Allas storage in Rahti

More information about Allas

Backup to Allas

There are different ways to backup to Allas from Rahti. We will show you two examples: - The first one is using another pod to copy the content of your persistent volume to Allas. - The second one is a bash script that you have to execute from your local machine.

For this first example, we will deploy a nginx deployment running with a PersistentVolumeClaim. We provide the files for testing purposes.

Preparing a NGINX deployment

First, for our tutorial, we will build and deploy a NGINX server.

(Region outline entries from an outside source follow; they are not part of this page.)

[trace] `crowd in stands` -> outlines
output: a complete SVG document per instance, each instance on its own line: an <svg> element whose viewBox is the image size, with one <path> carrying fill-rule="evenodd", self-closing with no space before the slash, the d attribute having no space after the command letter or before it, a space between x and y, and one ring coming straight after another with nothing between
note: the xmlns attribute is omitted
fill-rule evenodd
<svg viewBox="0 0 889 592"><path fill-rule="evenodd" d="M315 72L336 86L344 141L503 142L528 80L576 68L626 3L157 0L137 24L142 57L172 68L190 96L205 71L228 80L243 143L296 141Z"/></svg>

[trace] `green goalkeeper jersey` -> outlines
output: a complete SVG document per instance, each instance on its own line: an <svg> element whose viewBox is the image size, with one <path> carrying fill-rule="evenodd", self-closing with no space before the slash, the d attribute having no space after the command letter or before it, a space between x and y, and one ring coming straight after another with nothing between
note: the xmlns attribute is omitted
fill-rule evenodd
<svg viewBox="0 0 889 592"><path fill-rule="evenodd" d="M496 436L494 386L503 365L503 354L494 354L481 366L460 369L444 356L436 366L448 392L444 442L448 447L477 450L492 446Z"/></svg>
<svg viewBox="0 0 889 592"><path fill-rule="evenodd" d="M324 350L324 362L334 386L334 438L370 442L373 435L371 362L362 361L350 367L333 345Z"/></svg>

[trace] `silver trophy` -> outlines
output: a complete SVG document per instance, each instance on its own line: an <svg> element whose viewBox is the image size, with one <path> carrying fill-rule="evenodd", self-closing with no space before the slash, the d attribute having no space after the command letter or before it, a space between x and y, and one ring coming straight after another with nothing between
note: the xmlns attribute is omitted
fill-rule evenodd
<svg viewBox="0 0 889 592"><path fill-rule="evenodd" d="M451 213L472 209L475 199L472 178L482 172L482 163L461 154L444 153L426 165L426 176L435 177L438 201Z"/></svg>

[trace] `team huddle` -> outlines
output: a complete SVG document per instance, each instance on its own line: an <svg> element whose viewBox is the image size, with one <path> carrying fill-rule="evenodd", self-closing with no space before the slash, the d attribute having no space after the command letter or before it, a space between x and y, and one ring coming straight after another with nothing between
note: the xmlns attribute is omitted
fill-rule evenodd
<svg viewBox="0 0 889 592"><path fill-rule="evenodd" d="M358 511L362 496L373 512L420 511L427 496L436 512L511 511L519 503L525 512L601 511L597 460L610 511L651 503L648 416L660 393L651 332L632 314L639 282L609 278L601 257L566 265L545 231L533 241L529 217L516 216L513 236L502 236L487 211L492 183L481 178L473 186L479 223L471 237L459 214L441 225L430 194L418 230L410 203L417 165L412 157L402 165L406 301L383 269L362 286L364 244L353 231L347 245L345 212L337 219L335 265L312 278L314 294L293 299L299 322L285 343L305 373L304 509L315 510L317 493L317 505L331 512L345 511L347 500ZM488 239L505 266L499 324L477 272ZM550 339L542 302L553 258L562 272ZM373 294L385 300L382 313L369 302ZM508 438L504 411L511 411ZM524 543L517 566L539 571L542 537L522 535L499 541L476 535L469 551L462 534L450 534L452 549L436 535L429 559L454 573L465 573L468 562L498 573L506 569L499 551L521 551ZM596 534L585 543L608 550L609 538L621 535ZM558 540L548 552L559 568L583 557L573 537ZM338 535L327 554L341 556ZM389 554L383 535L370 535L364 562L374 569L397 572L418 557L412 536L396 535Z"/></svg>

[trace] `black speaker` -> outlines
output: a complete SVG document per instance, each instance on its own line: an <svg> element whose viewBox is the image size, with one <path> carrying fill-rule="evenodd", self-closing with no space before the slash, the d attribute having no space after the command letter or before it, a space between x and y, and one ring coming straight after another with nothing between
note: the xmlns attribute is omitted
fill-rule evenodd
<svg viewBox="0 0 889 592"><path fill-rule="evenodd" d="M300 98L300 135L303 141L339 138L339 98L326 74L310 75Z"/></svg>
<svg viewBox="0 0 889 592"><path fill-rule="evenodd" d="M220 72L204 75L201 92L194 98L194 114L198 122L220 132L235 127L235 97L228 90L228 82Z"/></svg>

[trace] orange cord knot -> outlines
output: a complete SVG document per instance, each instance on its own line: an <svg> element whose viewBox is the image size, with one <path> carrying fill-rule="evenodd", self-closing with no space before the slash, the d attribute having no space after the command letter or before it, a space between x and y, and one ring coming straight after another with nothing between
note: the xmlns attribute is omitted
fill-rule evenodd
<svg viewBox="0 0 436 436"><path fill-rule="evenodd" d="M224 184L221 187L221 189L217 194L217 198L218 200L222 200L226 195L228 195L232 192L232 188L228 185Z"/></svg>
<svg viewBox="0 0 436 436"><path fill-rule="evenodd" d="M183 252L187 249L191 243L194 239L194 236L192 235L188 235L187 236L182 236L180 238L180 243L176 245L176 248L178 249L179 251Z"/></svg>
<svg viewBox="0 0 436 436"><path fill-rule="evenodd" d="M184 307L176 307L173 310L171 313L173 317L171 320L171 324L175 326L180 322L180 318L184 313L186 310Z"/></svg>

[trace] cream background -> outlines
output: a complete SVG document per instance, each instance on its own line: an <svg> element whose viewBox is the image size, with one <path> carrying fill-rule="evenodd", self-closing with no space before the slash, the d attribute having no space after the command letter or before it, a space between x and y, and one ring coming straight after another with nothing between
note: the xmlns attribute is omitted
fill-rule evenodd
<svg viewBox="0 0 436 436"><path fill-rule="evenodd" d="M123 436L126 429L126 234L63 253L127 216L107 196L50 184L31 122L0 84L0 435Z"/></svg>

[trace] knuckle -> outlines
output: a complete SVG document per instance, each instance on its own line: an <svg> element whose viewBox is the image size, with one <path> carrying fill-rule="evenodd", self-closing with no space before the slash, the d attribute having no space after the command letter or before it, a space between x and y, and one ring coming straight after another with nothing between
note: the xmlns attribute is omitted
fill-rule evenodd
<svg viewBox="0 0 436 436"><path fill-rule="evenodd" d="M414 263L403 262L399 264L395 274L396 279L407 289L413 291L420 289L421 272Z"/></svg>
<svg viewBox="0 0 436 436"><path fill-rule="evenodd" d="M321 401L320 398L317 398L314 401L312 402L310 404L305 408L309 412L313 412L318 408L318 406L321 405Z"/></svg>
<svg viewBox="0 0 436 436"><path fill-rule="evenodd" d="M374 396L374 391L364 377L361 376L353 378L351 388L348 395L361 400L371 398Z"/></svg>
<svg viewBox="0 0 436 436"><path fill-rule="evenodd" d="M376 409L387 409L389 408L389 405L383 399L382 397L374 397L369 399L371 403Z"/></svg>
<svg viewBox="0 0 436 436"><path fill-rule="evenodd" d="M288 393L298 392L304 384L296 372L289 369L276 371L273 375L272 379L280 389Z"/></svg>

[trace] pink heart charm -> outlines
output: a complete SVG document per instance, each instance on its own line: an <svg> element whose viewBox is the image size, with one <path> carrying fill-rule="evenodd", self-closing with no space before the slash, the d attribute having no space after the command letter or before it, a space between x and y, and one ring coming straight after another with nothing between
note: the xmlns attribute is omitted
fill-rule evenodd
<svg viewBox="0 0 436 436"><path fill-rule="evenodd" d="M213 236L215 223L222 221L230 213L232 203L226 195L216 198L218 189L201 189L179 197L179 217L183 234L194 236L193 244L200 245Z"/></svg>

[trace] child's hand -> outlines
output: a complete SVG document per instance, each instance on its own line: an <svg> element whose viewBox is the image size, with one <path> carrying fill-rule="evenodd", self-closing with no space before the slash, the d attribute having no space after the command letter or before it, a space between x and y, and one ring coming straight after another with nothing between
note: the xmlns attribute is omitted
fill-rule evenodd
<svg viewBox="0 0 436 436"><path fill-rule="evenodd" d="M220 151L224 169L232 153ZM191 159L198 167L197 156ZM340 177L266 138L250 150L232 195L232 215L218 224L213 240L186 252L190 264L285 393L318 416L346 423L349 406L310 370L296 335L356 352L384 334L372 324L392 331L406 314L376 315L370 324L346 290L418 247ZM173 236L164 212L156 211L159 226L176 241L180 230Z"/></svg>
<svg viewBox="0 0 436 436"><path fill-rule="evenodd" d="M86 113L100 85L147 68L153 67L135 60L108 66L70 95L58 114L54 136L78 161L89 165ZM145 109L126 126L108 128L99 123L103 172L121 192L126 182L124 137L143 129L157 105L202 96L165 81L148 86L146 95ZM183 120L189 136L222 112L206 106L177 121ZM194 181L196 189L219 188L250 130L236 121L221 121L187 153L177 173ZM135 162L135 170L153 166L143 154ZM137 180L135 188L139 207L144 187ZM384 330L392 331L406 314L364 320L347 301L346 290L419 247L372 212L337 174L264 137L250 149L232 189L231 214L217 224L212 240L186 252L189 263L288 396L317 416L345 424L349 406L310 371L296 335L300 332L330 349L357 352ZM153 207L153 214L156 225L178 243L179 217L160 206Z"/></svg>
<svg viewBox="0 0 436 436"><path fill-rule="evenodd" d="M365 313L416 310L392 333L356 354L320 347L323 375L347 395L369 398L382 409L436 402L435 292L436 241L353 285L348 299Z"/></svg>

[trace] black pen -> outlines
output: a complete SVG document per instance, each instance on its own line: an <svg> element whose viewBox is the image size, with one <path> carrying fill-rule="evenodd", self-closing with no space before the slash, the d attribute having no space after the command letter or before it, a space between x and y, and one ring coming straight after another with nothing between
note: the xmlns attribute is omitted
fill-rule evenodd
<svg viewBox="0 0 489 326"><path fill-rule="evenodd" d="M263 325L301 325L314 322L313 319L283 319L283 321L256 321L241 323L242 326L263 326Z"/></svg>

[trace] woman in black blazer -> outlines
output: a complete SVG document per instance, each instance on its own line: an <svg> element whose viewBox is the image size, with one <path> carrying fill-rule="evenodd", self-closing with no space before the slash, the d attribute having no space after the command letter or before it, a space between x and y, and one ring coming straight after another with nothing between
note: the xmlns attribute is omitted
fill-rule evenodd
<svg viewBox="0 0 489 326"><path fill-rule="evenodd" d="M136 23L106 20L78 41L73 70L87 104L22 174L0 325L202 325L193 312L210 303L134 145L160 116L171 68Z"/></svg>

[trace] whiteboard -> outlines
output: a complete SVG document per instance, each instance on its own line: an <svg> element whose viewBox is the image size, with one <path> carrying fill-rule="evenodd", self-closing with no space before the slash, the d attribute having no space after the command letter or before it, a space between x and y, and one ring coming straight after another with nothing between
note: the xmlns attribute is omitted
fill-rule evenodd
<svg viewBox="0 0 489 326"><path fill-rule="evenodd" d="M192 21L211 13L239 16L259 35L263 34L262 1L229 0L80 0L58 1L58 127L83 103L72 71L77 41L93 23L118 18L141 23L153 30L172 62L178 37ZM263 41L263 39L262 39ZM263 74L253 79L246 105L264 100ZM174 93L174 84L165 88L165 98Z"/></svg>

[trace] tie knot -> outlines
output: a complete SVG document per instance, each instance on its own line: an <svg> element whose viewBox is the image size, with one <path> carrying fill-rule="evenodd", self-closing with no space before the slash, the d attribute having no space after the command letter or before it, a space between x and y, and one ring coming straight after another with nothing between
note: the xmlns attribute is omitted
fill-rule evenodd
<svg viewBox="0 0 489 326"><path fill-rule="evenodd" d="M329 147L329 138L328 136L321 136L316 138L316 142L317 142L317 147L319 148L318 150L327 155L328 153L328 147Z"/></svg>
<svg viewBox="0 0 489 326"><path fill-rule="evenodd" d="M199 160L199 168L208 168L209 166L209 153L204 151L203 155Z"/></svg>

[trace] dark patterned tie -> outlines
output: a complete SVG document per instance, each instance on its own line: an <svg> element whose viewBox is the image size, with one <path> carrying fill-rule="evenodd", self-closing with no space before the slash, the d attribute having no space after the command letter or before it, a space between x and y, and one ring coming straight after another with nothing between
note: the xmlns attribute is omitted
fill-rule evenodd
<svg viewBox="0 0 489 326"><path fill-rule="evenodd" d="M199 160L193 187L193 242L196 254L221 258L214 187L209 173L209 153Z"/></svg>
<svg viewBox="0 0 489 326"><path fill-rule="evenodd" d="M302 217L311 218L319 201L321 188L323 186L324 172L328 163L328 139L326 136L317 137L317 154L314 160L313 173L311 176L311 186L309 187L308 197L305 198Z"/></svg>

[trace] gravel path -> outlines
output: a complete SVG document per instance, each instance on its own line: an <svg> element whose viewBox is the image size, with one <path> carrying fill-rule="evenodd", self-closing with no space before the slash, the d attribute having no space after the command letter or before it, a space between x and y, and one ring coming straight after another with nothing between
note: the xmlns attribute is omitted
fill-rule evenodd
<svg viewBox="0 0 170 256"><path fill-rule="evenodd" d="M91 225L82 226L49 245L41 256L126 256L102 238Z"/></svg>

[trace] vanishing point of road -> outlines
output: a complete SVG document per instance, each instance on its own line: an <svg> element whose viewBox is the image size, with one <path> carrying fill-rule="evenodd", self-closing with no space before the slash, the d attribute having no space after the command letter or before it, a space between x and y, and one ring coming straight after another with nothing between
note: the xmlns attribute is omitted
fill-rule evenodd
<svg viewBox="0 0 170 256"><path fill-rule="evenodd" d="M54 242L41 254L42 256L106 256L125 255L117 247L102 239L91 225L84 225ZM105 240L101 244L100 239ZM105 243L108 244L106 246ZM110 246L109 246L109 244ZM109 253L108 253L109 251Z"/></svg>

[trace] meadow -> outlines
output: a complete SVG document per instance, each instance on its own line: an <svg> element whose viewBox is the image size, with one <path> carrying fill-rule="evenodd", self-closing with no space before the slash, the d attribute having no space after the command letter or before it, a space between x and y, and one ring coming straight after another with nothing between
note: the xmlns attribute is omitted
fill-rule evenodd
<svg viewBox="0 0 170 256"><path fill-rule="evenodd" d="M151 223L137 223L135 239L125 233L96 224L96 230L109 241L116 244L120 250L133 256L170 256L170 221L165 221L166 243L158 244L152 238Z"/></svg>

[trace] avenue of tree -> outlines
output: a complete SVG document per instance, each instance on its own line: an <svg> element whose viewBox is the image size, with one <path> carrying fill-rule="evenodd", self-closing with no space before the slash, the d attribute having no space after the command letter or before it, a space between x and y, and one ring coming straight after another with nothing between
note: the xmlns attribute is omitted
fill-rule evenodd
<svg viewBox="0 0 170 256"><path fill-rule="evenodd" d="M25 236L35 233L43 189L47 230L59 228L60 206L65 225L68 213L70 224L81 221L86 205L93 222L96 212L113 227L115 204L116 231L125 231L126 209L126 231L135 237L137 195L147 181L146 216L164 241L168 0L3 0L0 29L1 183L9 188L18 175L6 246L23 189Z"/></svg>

We build our nginx image with this Dockerfile: (since it's not possible to use the regular nginx image in OpenShift)

FROM nginx:stable

ENV LISTEN_PORT=8080

# support running as arbitrary user which belogs to the root group
RUN chmod g+rwx /var/cache/nginx /var/run /var/log/nginx

# users are not allowed to listen on privileged ports
RUN sed -i.bak "s/listen\(.*\)80;/listen ${LISTEN_PORT};/" /etc/nginx/conf.d/default.conf

# comment user directive as master process is run as user in OpenShift anyhow
RUN sed -i.bak 's/^user/#user/' /etc/nginx/nginx.conf

EXPOSE 8080

You can deploy this nginx server with this Deployment:

apiVersion: apps/v1
kind: Deployment
metadata:
  name: nginx
  labels:
    name: nginx
spec:
  replicas: 1
  selector:
    matchLabels:
      app: nginx
  template:
    metadata:
      labels:
        app: nginx
    spec:
      containers:
      - name: nginx
        image: <our_custom_nginx_image>
        resources:
          limits:
            memory: "128Mi"
            cpu: "500m"
        ports:
          - containerPort: 8080
        volumeMounts:
        - name: myvol
          mountPath: /mnt
      volumes:
      - name: myvol
        persistentVolumeClaim:
          claimName: nginx-pvc

---
apiVersion: v1
kind: Service
metadata:
  name: nginx-svc
spec:
  selector:
    app: nginx
  ports:
  - port: 8080

---
apiVersion: route.openshift.io/v1
kind: Route
metadata:
  name: nginx-route
spec:
  host: ""
  path: /
  to:
    kind: Service
    name: nginx-svc
  tls:
    insecureEdgeTerminationPolicy: Redirect
    termination: edge

---
apiVersion: v1
kind: PersistentVolumeClaim
metadata:
  name: nginx-pvc
spec:
  resources:
    requests:
      storage: 1Gi
  accessModes:
    - ReadWriteOnce
  storageClassName: standard-rwo

Save the file and use this command to deploy it: oc apply -f {name_of_yaml_file} The deployment is using a PersistentVolumeClaim for our example.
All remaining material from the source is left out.